Personal information
- Full name: Patrick Neville Durlacher
- Born: 17 March 1903 Paddington, London, England
- Died: 26 February 1971 (aged 67) Ireland
- Batting: Right-handed

Domestic team information
- 1921–1923: Middlesex
- 1920: Buckinghamshire

Career statistics
| Competition | First-class |
| Matches | 5 |
| Runs scored | 43 |
| Batting average | 10.75 |
| 100s/50s | –/– |
| Top score | 27 |
| Balls bowled | – |
| Wickets | – |
| Bowling average | – |
| 5 wickets in innings | – |
| 10 wickets in match | – |
| Best bowling | – |
| Catches/stumpings | 3/– |
- Source: Cricinfo, 25 May 2011

= Patrick Durlacher =

English cricketer

Patrick Neville Durlacher (17 March 1903 – 26 February 1971) was an English cricketer. Durlacher was a right-handed batsman. He was born in Paddington, London, the son of Neville Durlacher and his Irish-born wife Ruth Dyas. He was educated at Wellington College, where he represented the school cricket team. It was for the college that he was part of the Wellington Rackets pair who won the Public Schools Championship in 1921.
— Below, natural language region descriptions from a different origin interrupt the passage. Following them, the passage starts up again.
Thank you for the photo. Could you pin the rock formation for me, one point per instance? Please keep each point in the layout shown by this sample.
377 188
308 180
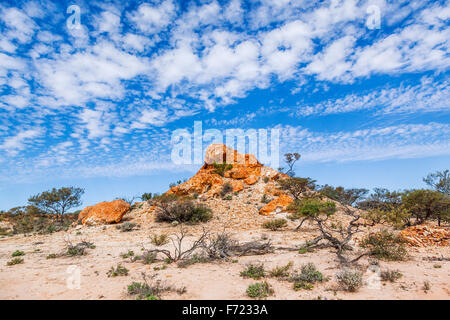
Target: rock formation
225 165
104 212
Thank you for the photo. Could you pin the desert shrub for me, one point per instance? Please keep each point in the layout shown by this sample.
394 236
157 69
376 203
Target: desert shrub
14 261
18 253
424 205
195 258
390 275
29 219
385 245
426 286
159 240
297 187
265 199
146 196
126 226
349 280
150 290
147 257
226 189
259 290
127 254
221 168
308 273
302 285
254 271
304 250
281 272
275 224
178 209
57 201
117 271
79 249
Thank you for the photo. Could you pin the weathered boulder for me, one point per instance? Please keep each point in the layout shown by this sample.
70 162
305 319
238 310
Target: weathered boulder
104 212
251 180
208 182
280 203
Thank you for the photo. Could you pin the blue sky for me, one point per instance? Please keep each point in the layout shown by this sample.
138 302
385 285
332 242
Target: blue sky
96 106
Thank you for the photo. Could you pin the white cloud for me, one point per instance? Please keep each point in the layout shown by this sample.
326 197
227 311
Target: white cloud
13 144
401 141
152 18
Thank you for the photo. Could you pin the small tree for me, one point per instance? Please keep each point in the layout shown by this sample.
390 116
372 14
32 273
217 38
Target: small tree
57 201
297 187
338 235
146 196
426 204
291 159
439 181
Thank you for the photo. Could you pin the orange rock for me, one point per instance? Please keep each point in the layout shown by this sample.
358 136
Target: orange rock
421 236
251 180
279 203
270 188
104 212
237 185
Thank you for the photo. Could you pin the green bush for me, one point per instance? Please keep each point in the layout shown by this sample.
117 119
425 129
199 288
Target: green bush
254 271
159 240
390 275
275 224
18 253
172 208
302 285
259 290
126 226
349 280
14 261
147 257
385 245
308 273
281 272
117 271
192 260
424 205
226 189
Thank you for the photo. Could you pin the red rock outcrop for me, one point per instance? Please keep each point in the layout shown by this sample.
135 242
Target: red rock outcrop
104 212
281 203
208 181
423 236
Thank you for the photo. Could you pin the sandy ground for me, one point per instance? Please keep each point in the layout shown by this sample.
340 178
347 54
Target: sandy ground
41 278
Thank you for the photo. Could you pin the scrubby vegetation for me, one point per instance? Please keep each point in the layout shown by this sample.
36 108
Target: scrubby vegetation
159 240
226 189
259 290
181 209
275 224
15 261
390 275
254 271
79 249
349 280
308 276
150 289
126 226
119 270
17 253
281 272
385 245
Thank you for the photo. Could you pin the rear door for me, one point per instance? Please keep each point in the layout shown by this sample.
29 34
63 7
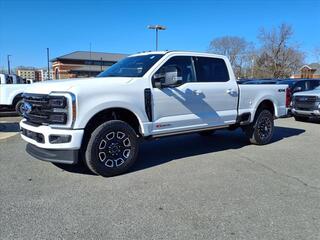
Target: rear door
219 90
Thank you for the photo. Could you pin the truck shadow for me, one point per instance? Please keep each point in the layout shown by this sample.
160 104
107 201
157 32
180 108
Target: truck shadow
153 153
174 148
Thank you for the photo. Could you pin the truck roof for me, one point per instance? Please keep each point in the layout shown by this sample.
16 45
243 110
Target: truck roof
179 52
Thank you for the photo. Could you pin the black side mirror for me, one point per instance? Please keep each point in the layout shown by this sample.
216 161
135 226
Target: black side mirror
167 76
297 89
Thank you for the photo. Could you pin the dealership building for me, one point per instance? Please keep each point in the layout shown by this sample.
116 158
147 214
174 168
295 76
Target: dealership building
81 64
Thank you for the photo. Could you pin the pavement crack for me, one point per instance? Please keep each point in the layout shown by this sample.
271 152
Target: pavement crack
280 174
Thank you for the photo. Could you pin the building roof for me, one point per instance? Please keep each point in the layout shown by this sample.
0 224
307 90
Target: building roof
85 55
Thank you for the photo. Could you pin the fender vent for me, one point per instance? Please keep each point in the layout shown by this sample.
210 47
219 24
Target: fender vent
147 103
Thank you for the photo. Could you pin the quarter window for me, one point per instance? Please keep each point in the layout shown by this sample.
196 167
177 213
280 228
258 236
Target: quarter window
211 69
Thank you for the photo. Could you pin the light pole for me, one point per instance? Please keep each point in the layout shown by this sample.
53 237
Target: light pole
157 28
48 76
8 59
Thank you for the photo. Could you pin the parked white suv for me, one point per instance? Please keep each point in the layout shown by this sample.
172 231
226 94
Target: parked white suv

He played for Buckinghamshire in the Minor Counties Championship in 1920, which turned out to be a successful season for him, which paved the way for him to make his first-class debut for Middlesex the following season.

His first-class debut came against Somerset in 1921, although he was an infrequent fixture in the Middlesex side, playing just 4 further matches up till 1923. In his 5 first-class appearances, he scored 43 runs at a batting average of 10.75, with a high score of 27.

He later studied at Cambridge University, despite not representing the University in cricket, Durlacher nevertheless won a Cambridge Blue in cross country running.

In 1935, Durlacher was listed in the London Gazette as living in Stoke Green, Buckinghamshire and making a claim to his late father's estate. His sister, Nora Durlacher, was a tennis player who appeared in the 1919 Irish Lawn Tennis Championships doubles. Durlacher died suddenly while fishing in Ireland on 26 February 1971.